Regular readers of this space will have picked up that I wasn't fond of the 454 platform, perhaps jaded by the misfire of my first experiment on it. But I do appreciate that 454 was a trailblazer, the first commercially successful post-Sanger DNA sequencing system. In my take, 454 followed a nearly classic disruptive technology track. When first introduced, 454 clearly was radically different than the dominant (heck, only available sequencing) technology: a vastly more expensive instrument that required a huge financial commitment to each run, and each run generated short (at most 100 bp) reads of inferior quality. The difference, of course, is that 454 delivered piles and piles of these reads. One memorable early 454 publication for me was the application to sequencing Neaderthal DNA; since ancient DNA is already heavily fragmented, the short reads of 454 were at no disadvantage in this setting.
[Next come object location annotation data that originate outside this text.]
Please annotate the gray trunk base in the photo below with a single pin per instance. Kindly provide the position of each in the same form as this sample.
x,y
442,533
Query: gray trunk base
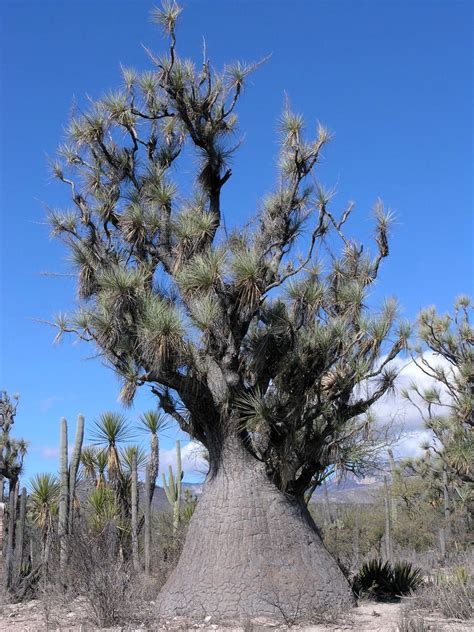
x,y
251,550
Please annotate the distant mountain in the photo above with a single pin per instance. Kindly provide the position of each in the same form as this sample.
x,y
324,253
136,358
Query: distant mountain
x,y
350,490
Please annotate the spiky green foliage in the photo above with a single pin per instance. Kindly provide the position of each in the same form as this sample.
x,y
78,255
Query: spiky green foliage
x,y
446,355
172,488
110,430
102,509
216,323
127,454
43,500
381,580
12,451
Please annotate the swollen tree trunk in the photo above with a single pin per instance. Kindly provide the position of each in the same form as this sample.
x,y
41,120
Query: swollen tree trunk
x,y
250,550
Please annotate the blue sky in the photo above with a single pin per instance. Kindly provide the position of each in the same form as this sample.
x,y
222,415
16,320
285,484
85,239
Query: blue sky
x,y
391,79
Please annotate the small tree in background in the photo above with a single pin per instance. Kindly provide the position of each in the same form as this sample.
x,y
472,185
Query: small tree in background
x,y
256,342
446,407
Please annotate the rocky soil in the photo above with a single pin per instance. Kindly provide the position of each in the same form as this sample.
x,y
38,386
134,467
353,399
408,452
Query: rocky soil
x,y
37,616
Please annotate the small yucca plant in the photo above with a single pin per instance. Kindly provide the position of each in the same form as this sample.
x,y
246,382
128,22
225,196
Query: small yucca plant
x,y
405,579
382,580
374,578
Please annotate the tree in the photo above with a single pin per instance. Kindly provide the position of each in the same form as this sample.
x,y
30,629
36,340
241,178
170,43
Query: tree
x,y
268,357
445,354
12,451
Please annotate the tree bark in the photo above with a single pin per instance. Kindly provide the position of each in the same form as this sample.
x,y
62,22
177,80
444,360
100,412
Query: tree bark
x,y
250,550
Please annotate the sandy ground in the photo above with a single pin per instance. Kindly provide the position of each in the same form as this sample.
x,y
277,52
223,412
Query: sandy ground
x,y
368,617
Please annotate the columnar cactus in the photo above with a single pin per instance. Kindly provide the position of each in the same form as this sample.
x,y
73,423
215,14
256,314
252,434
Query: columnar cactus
x,y
173,488
20,536
74,467
147,517
134,473
63,494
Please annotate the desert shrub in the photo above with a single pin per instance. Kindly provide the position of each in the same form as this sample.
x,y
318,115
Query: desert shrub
x,y
98,573
412,622
405,578
167,544
382,580
450,593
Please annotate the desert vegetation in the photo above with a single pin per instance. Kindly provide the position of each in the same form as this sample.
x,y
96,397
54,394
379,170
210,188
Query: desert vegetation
x,y
259,343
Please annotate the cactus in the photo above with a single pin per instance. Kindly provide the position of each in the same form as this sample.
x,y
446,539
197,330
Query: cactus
x,y
63,495
147,518
388,521
20,536
76,457
12,493
134,499
173,488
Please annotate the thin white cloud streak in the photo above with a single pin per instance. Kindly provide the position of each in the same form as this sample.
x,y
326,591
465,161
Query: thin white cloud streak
x,y
191,460
406,418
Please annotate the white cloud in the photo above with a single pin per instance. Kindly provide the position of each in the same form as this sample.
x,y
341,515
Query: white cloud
x,y
191,459
406,418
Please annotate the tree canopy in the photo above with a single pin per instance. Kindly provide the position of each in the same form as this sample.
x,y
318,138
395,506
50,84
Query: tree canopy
x,y
263,332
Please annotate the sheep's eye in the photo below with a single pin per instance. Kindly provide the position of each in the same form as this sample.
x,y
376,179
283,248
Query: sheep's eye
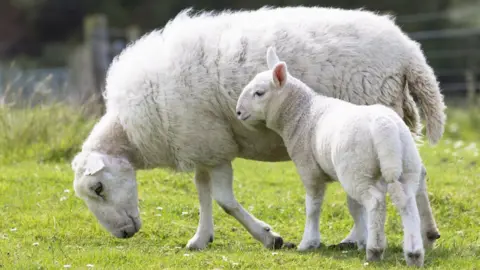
x,y
98,188
258,94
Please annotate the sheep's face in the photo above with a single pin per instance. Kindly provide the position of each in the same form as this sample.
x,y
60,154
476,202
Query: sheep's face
x,y
108,186
253,101
261,93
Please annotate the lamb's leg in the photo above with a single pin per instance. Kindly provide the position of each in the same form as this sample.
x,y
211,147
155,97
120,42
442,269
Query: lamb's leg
x,y
204,233
429,227
358,234
222,177
403,196
315,190
374,202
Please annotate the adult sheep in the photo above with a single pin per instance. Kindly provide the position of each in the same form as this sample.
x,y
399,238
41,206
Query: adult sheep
x,y
171,97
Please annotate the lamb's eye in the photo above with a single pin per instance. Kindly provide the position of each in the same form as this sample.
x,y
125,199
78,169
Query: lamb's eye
x,y
98,188
258,94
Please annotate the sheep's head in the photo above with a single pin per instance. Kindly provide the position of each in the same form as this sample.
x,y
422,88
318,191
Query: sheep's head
x,y
256,96
108,186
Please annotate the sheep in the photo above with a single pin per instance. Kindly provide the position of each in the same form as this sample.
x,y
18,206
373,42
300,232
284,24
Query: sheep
x,y
368,149
171,95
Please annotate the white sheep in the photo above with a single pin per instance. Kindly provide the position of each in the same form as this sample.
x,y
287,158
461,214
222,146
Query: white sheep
x,y
368,149
171,97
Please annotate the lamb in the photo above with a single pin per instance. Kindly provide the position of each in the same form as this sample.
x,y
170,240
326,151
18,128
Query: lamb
x,y
171,96
368,149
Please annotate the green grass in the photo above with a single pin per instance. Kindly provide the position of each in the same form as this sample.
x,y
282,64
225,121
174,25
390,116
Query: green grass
x,y
44,226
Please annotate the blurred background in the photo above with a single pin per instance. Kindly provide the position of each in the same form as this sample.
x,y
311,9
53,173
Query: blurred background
x,y
57,52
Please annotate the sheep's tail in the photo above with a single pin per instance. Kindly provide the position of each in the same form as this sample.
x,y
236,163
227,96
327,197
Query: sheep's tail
x,y
423,85
387,144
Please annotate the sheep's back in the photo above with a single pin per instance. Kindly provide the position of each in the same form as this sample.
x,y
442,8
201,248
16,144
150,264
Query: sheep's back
x,y
175,89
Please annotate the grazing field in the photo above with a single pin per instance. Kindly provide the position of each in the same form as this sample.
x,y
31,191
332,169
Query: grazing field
x,y
44,226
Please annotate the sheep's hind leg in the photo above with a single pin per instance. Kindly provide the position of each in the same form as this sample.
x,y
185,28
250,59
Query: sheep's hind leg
x,y
429,227
222,181
204,234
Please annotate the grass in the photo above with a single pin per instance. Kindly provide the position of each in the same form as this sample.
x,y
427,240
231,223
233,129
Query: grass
x,y
44,226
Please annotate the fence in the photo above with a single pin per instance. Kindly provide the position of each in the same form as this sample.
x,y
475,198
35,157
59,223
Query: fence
x,y
83,78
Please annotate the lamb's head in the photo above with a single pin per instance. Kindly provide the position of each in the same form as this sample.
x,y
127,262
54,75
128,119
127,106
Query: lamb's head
x,y
108,186
262,90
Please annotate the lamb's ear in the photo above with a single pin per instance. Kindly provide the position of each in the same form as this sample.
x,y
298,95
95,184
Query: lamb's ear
x,y
280,74
272,58
94,164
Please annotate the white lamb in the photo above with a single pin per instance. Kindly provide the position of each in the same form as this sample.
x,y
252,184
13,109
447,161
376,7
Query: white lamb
x,y
368,149
171,97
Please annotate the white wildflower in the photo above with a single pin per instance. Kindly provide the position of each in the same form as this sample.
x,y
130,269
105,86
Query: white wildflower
x,y
458,144
453,127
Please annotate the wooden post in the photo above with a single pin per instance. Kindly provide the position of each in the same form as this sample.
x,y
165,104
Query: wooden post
x,y
96,40
471,85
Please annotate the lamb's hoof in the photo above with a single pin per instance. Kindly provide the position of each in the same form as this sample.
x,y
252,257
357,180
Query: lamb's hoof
x,y
199,243
309,245
289,245
415,258
433,235
375,254
430,239
277,242
344,246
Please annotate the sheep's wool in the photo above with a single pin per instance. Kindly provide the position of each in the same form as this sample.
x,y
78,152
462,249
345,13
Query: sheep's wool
x,y
174,91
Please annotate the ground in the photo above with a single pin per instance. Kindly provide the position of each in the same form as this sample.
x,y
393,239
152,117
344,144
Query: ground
x,y
44,226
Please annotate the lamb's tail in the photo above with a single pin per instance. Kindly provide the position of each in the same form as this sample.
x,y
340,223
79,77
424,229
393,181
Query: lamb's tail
x,y
387,144
423,85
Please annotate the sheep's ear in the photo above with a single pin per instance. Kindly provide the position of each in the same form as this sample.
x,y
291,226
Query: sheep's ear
x,y
280,74
272,58
94,164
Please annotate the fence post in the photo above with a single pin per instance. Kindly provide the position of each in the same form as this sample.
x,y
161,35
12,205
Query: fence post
x,y
97,41
471,84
That was part of the thinking it took for 454 to succeed: find the applications in which the new technology's advantages were key.
It is also worth emphasizing the "first successful commercial" bit; at least two different possible competitors to to 454 failed to get to commercialization. I was approached in 2000 about a nascent start-up to build a sequencer based on George Church's polony technology; around the same time Manteia was trying to develop a similar approach. Helicos demonstrated that getting a machine on the market was not synonymous with commercial success; folding after selling a small number of machines.
However, success for 454 was not to last. The inheritor of both the Church and Manteia intellectual property was Solexa, which would then be acquired by Illumina. By seeding the new thinking around sequencing, 454 helped clear the obstacles for those that followed. Illumina had very different operating characteristics and so many programs for one platform weren't terribly useful on the other. Still, the new platforms stimulated a panoply of new software tools and experimental approaches that cross-fertilized.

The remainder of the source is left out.